Pros and Cons of an ESOP

As a general matter, an ESOP may provide substantial tax benefits to owners who transfer their shares to the ESOP including deferring or eliminating capital gains if requirements are met to qualify for a §1042 rollover.  However, ESOPs are expensive to establish as they are subject to federal ERISA laws and require specialized lawyers and accounting professionals.  Plus they require specialized annual audits and have other on-going administrative costs.  Also, an ESOP can be negative for employees if it is the only retirement option–like having your eggs all in one basket.  It is often preferable to offer an ESOP in addition to other retirement options from an employee standpoint.  And again, utilizing business practices consistent with a cooperative business model correlates to the likelihood of success of the company after the original owners depart and thus is desirable when creating an ESOP.  However, establishing cooperative governance practices will add to the time and costs of this form of succession planning.  The costs of creating and maintaining an ESOP should be weighed against other succession options such as converting to a worker cooperative or selling to a third party buyer.  Gathering those potential costs should be part of the process of exploring whether an ESOP is a good option for your business.
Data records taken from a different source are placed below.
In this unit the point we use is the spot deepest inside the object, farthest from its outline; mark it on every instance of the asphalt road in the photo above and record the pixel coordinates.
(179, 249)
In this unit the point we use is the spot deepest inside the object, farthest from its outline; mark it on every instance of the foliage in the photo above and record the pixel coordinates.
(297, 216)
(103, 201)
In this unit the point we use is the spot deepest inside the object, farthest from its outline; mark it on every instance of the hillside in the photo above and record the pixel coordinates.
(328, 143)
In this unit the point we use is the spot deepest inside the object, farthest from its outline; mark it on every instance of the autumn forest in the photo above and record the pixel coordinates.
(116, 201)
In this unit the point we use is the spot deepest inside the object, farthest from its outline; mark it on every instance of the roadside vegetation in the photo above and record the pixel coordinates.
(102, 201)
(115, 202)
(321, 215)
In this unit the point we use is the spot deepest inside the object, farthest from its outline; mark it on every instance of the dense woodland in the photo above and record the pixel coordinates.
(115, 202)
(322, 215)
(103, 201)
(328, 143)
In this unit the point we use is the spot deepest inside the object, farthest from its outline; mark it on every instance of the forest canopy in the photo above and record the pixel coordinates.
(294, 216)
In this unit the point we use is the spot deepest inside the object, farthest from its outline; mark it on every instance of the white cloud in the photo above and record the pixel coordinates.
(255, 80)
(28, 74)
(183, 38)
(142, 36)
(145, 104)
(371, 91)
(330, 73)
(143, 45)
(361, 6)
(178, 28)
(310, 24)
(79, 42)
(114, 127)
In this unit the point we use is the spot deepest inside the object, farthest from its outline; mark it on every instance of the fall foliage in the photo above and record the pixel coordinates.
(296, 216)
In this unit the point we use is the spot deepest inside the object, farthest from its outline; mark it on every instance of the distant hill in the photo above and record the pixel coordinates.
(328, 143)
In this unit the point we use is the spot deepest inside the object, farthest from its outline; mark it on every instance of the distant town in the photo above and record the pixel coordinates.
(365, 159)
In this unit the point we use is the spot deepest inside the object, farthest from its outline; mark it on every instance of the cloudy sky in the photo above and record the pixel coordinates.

A word of caution – not all (in fact very few) ESOP attorneys are versed in best practices of cooperative business principles.  An attorney technically need not know anything about cooperatives in order to establish an ESOP.  Be sure to ask your attorney and accounting professionals about their expertise with both ESOPs and worker cooperatives.   A business owner may need to involve an attorney with ESOP specific knowledge and another attorney with cooperative expertise.   Various excellent organizations exist throughout the US (and world) that provide different types of assistance to business owners regarding worker cooperatives and ESOPs.   Please feel free to contact me, Lisa Nelson, of Positive Law, LLC via email or call (800) 806-1803 if you need referrals to legal and accounting professionals, or organizations in your area that provide such assistance.  Please check out Positive Law’s resource page too.

One final note: The type of legal entity (i.e. corporation, LLC, partnership, etc.) that is best for your business is a very different question from whether conversion to a worker cooperative or establishment of an ESOP is desirable.  This is a question to be explored and discussed with your accounting and legal professionals.